Here's what did appeal to Yzerman. Ryan can still shoot the puck, and he shoots it from the right side. All but two of Detroit's returning forwards were left-hand shots. He can still create offense with his skill, the same skill that made him the second overall pick in the 2005 draft, the same skill that helped him score 30+ goals in four straight seasons before the age of 25, the same sort of skill the Wings have been lacking for a long time. (I mean, come on.) Detroit is last in the NHL in goals per game over the last five seasons.
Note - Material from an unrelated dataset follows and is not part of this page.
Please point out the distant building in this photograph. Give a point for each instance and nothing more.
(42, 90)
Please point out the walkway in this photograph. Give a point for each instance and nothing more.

"He’s still at a young enough age that he can play," Yzerman said at the time. "He’s got talent, he can score, he’s in good shape. He’s worked hard. He’s dealt with a lot of things off-ice and he’s in a good spot right now, so I’m excited to have him here. I think there’s potential for Bobby to have a real impact on our team."

Here's what else appealed to Yzerman about Ryan, what appeals to everyone about Ryan: his joy for the game. So you can imagine the depth of his troubles when he chose to leave the game behind last season -- in Detroit, of all places -- to check himself into a rehab center in California for alcohol abuse. He returned three months later with the same smile and maybe the step or two he'd lost.

Ryan was a star when he was traded from Anaheim to Ottawa in the 2013 offseason. He helped the Senators come within a game of the Cup Finals in 2017. Then Ottawa opted for a rebuild, and Ryan's game, which had already been wilting under the pressure of his addiction, started to decay. He was left to be the leader on a losing team. He said last year he "resorted" to fighting to help make an impact.

And you know what? Ryan sort of loved it. Not the drop in his own play, not the extra pain in his arthritic fingers from punching helmets, and certainly not the losing. But the role of mentor suited him well. He took time to work with the team's younger players on their skills after practice. He helped them find their bearings during games. Consciously or not, Ryan provided a model for being a pro.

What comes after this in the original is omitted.